Continued fractions express numbers by nesting fractions inside fractions, creating a compact staircase of denominators. They are useful because they often give excellent rational approximations to irrational numbers using surprisingly small integers. This makes them important in number theory, computation, measurement, and any situation where a decimal must be replaced by a fraction.
They also reveal hidden structure in numbers that ordinary decimal notation can hide.
A simple continued fraction has the form a0 + 1/(a1 + 1/(a2 + 1/(a3 + ...))), where a0 is an integer and the later terms are positive integers. Cutting off the fraction after a certain number of terms gives a convergent, which is a rational approximation to the original number. For example, π begins [3; 7, 15, 1, ...], and the convergent [3; 7] equals 22/7.
Infinite continued fractions can represent irrational numbers exactly, while finite continued fractions always represent rational numbers.
Key Facts
- Simple continued fraction form: x = a0 + 1/(a1 + 1/(a2 + 1/(a3 + ...))).
- Bracket notation: [a0; a1, a2, a3] means a0 + 1/(a1 + 1/(a2 + 1/a3)).
- Every finite simple continued fraction represents a rational number.
- Every irrational number has an infinite, nonrepeating continued fraction expansion.
- Convergents are found by truncating: [a0], [a0; a1], [a0; a1, a2], and so on.
- The golden ratio has continued fraction φ = [1; 1, 1, 1, ...] and satisfies φ = 1 + 1/φ.
Vocabulary
- Continued fraction
- A continued fraction is an expression where a number is written using a sequence of nested fractions.
- Simple continued fraction
- A simple continued fraction is a continued fraction whose numerators are all 1 and whose partial quotients are integers.
- Partial quotient
- A partial quotient is one of the integer entries a0, a1, a2, and so on in a continued fraction.
- Convergent
- A convergent is a rational approximation made by stopping a continued fraction after a finite number of terms.
- Irrational number
- An irrational number is a number that cannot be written as a ratio of two integers and has an infinite nonrepeating decimal expansion.
Common Mistakes to Avoid
- Reading [3; 7, 15] as 3/7/15 is wrong because bracket notation means nested addition and reciprocals, not repeated division.

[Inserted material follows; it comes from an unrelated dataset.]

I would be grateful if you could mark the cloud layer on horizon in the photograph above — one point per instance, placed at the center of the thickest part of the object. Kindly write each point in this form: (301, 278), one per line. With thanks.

- Forgetting the reciprocal step is wrong because each new partial quotient appears in a denominator under 1, so [2; 3] equals 2 + 1/3, not 2 + 3.
- Assuming more decimal places always give better fractions is wrong because continued fraction convergents often give the best small-denominator approximations.
- Treating a finite continued fraction as irrational is wrong because any finite nesting of integer operations and reciprocals simplifies to a rational number.
Practice Questions
- 1 Evaluate the continued fraction [2; 3, 4] as a single fraction in lowest terms.
- 2 Find the first three convergents of sqrt(2) using sqrt(2) = [1; 2, 2, 2, ...].
- 3 Explain why [1; 1, 1, 1, ...] represents a number greater than 1 but less than 2, without converting it to a decimal.